Caudillos fueron Mussolini, Hitler y Franco- y muchos más-, casualmente, todos ellos católicos. Todos ellos bendecidos por el clero y todos ellos calificados de hombres providenciales – providencial quiere decir elegidos por dios para dirigir a su pueblo, sometido a la voluntad del salvador- porque salvaron la civilización capitalista y cristiana de la furia de las masas, empobrecidas por la explotación capitalista.
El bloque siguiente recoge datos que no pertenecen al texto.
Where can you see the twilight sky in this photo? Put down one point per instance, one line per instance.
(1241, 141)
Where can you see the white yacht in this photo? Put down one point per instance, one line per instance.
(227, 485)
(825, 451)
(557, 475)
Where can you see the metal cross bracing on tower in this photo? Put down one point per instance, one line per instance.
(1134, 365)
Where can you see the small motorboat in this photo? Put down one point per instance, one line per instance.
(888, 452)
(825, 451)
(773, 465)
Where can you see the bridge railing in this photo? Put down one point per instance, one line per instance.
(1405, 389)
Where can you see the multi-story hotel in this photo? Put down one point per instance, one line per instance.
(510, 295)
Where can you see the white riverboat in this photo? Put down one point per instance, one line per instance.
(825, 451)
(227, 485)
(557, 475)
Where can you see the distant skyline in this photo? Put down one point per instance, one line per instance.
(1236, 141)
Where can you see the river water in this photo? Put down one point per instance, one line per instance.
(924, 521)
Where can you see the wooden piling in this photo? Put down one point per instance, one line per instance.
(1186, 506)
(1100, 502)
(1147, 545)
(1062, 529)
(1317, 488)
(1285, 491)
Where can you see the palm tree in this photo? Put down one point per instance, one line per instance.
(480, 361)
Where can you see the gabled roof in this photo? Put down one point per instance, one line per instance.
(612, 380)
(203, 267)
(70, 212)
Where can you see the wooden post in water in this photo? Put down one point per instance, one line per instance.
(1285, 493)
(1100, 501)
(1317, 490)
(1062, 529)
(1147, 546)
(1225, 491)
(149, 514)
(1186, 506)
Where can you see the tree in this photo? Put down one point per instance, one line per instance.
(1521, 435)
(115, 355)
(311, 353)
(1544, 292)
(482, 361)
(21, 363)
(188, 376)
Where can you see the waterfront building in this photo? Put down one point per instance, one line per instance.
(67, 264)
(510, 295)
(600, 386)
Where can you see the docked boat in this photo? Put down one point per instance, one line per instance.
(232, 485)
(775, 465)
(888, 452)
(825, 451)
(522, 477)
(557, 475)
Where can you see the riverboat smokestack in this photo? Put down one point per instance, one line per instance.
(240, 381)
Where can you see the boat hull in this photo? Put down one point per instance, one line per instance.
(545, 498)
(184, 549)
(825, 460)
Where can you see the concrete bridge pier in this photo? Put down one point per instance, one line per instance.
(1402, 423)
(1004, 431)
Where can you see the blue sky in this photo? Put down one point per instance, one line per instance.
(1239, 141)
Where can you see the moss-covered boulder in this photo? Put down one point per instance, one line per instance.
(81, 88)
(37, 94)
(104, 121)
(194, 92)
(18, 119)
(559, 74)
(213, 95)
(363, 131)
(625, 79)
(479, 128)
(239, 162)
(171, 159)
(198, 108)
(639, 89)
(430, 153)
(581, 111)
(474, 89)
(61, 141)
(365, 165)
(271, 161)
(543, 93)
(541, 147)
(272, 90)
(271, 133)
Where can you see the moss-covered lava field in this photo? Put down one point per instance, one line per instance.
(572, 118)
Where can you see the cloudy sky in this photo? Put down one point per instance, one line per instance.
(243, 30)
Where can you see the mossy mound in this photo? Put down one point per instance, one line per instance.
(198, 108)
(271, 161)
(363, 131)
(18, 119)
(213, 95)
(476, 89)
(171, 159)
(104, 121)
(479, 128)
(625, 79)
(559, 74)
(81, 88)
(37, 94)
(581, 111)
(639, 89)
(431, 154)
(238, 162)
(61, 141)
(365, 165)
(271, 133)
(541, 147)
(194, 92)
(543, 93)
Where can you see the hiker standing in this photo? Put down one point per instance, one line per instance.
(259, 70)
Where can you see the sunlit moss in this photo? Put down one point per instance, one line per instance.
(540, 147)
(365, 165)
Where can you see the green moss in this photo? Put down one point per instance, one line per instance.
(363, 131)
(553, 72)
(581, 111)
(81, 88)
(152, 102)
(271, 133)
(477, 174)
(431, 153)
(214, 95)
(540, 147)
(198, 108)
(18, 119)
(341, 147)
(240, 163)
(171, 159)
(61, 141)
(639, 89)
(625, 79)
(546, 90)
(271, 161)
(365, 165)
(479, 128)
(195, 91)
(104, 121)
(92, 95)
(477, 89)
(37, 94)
De Franco aún podemos leer en sus monedas que fue “Caudillo por la Gracia de Dios”. 

¿No era Franco populista? ¿No liquidó la democracia y gobernó para el pueblo, en su nombre, pero sin el pueblo? ¿No empezó a construir algunos de los pilares del bienestar social con la finalidad de impedir una revolución popular? ¿Acaso el mismo Hitler no construyó organizaciones populistas para que los trabajadores, arios y rubios, disfrutaran de vacaciones? ¿No fue Perón, otro católico apoyado por el clero, populista? ¿No fue Pinochet, tan católico que gracias a él hoy en Chile los jesuitas son los dueños de casi todo el sistema educativo? ¿Por qué la Iglesia está siempre al lado de los dictadores populistas?

¿No son todos estos dictadores, defensores del orden capitalista y auxiliados por la Iglesia católica, los inspiradores intelectuales del pensamiento político de Esperanza Aguirre?¿No son los papas populistas cuando convocan a las masas para que sean humildes, resignadas, sufridoras y obedientes al poder, mientras el poder se enriquece causando la miseria de los bienaventurados?

Por qué la Iglesia, fomenta el populismo, y siempre ha condenado a los partidos de izquierda? Fomentar la ignorancia, una característica del populismo, el culto al papa, e ilusionar a las masas con la esperanza en la muerte es algo más que una patología populista, es una farsa. De la que la derecha populista católica necesita para gobernar. Delirante.